Further to our lively rumblings on crime and recidivism, including recent comments, Inquisitive Bird has some relevant data:
One illustrative example: people who are imprisoned in the United States have typically been arrested many times. An analysis showed that less than 5% of people admitted to prison had only been arrested the one time that led to the prison sentence… It was more common to have been arrested 30+ times than having only the single arrest that led to imprisonment.
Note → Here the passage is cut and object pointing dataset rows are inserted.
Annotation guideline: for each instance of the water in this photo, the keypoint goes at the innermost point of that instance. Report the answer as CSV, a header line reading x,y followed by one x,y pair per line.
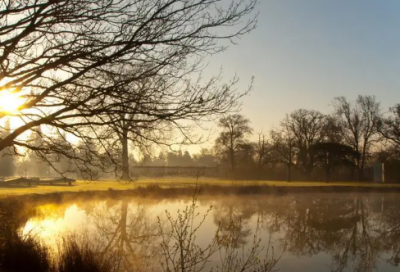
x,y
306,232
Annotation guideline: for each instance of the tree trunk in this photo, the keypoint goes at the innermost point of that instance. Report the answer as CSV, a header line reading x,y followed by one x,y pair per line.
x,y
125,156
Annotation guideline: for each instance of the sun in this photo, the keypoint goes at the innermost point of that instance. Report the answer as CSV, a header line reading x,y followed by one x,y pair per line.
x,y
10,102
The median number of arrests was 9, and more than 3 out of 4 prisoners had been arrested 5+ times.
Another example is that nearly a third of shoplifting arrests in 2022 involved just 327 people, who collectively were arrested and rearrested more than 6,000 times.
But the reality is even worse than this, for criminals (when asked) admit that have often committed dozens of crimes for every crime they were arrested for…
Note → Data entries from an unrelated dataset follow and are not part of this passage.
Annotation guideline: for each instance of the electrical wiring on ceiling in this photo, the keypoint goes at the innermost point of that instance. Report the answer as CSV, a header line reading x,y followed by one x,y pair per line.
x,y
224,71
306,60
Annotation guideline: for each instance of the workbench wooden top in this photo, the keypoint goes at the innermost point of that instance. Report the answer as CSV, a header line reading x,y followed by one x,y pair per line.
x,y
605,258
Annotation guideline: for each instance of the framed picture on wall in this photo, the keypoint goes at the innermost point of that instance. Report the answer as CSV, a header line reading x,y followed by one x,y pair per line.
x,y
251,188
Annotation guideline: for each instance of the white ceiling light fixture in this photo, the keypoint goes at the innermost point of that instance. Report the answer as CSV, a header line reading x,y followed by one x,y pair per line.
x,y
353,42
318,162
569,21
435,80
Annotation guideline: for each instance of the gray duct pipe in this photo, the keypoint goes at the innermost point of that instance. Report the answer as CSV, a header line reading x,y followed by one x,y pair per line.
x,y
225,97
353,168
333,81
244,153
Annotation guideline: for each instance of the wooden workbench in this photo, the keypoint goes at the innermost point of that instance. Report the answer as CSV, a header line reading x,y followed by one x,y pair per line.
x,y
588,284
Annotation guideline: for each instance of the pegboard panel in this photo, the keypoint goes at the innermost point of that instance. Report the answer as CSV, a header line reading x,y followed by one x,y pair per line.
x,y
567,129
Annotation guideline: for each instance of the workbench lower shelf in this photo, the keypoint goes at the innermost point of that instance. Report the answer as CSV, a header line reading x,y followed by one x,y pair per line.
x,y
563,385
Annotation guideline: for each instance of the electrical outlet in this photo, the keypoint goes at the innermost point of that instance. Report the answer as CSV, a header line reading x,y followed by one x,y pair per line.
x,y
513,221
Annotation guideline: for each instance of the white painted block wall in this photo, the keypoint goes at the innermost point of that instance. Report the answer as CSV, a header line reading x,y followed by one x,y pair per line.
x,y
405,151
A corollary of the criminal power law is that a large fraction of crime can be prevented by addressing a surprisingly small number of persistent offenders…
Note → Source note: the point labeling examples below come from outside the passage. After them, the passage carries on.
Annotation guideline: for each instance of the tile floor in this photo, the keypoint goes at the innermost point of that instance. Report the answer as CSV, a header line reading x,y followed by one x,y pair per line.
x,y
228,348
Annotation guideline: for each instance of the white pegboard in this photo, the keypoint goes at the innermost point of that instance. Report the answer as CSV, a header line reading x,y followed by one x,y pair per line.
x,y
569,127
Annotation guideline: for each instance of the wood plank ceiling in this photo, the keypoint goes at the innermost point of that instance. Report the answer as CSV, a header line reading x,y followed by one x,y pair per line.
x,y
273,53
In 2020, three prolific burglars were on the loose in Leinster, Ireland. Together they had accumulated over 200 convictions. But one day, they all died in a traffic accident. As a result, the robbery rate plummeted.
That would be this incident here. The gentlemen in question met their maker after colliding head-on with a lorry, while driving down the N7, at more than twice the speed limit, in the wrong direction. Their car, a stolen BMW 3 series, promptly burst into flames, making the identification of their remains a time-consuming endeavour.
Happily, the driver of the lorry survived.
Readers with an interest in the subject are advised to read the whole thing, in which eye-widening statistics abound, along with some rather sensible – and therefore terribly unfashionable – policy suggestions.
Update, via the comments:
Regarding the burglars’ demise, what catches the eye are the gushing tributes from friends and relatives, claiming, rather improbably, that the gleefully malevolent creatures were “too good for this stupid shitty world.”
As if the trio – whose activities included habitual burglary on a prodigious scale, and assaulting and mugging elderly couples and bedridden cancer patients – were somehow deserving of public sympathy. Not the numerous victims of their predations, mind, but the predators themselves. It does rather tell us something about the quality of those friends and relatives, their moral orientation.
Again, I miss the concept of shame.
Oh, and consider this an open thread. Share ye links and bicker.